Modifier 25 and G2211 in 2025
Since January 1, 2025, CMS has allowed G2211 (the longitudinal care add-on code, covered in Chapter 8 ) to be coded alongside a Modifier 25 E/M when the same-day procedure is a qualifying Part B preventive service, an immunization administration, or an Annual Wellness Visit. In all other same-day procedure scenarios, G2211 remains incompatible with Modifier 25. This is an important nuance for primary care providers who routinely combine annual wellness visits with problem-oriented E/M services on the same day.
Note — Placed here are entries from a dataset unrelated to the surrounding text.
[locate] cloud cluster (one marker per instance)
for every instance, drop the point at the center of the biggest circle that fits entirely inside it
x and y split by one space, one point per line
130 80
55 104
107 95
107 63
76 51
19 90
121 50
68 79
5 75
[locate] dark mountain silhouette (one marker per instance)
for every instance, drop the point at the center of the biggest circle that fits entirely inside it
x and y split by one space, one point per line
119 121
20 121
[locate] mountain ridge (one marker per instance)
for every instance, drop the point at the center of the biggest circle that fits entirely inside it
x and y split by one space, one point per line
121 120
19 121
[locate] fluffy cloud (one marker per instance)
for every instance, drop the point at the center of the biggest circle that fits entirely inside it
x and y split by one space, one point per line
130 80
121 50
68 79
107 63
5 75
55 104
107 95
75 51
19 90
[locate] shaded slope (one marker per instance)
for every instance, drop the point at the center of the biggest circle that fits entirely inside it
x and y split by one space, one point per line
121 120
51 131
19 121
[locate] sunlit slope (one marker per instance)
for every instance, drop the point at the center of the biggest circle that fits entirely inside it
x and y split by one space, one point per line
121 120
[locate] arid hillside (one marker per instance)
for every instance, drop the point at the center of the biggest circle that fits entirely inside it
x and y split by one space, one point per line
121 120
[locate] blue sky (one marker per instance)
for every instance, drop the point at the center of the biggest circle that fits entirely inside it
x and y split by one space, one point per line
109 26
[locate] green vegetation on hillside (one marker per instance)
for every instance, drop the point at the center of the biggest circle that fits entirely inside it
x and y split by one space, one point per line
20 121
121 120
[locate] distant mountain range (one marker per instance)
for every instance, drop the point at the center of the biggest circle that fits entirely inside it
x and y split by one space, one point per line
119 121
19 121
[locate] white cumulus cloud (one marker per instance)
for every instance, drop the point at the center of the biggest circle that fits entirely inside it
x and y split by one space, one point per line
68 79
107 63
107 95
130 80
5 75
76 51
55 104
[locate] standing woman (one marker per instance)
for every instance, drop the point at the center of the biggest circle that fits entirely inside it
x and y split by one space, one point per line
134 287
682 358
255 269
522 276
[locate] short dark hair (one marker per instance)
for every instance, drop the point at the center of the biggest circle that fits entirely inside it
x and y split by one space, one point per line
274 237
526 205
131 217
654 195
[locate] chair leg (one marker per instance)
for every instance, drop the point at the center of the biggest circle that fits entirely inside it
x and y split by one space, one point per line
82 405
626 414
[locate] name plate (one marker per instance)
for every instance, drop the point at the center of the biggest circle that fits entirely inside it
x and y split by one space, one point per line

Audit Risk: The Real Numbers
Modifier 25 is consistently among the OIG's top audit targets. A December 2025 OIG audit of intravitreal injections found that for 42% of injections billed during the audit period, an E/M with Modifier 25 was also billed, and that documentation for the vast majority of those E/M claims did not support a separate evaluation. CMS identified $124 million in potentially improper payments from that specialty alone.
Orthopaedics, dermatology, and podiatry face similar scrutiny. The risk is not in using the modifier, it is in using it without solid documentation. Practices that apply Modifier 25 automatically to every procedure visit, regardless of what actually happened clinically, are the ones that end up in audit findings.
Modifier 57: The One That Gets Confused with Modifier 25
Modifier 57 is used when the E/M service on the day of surgery represents the decision to perform a major surgical procedure (global period of 90 days). Modifier 25 is used for minor procedures (global period of 0 or 10 days). If you see a patient in clinic, decide they need a major surgery, and that surgery happens the same day or the next day, Modifier 57 is the correct modifier, not Modifier 25. Confusing the two is a common technical error that generates denials.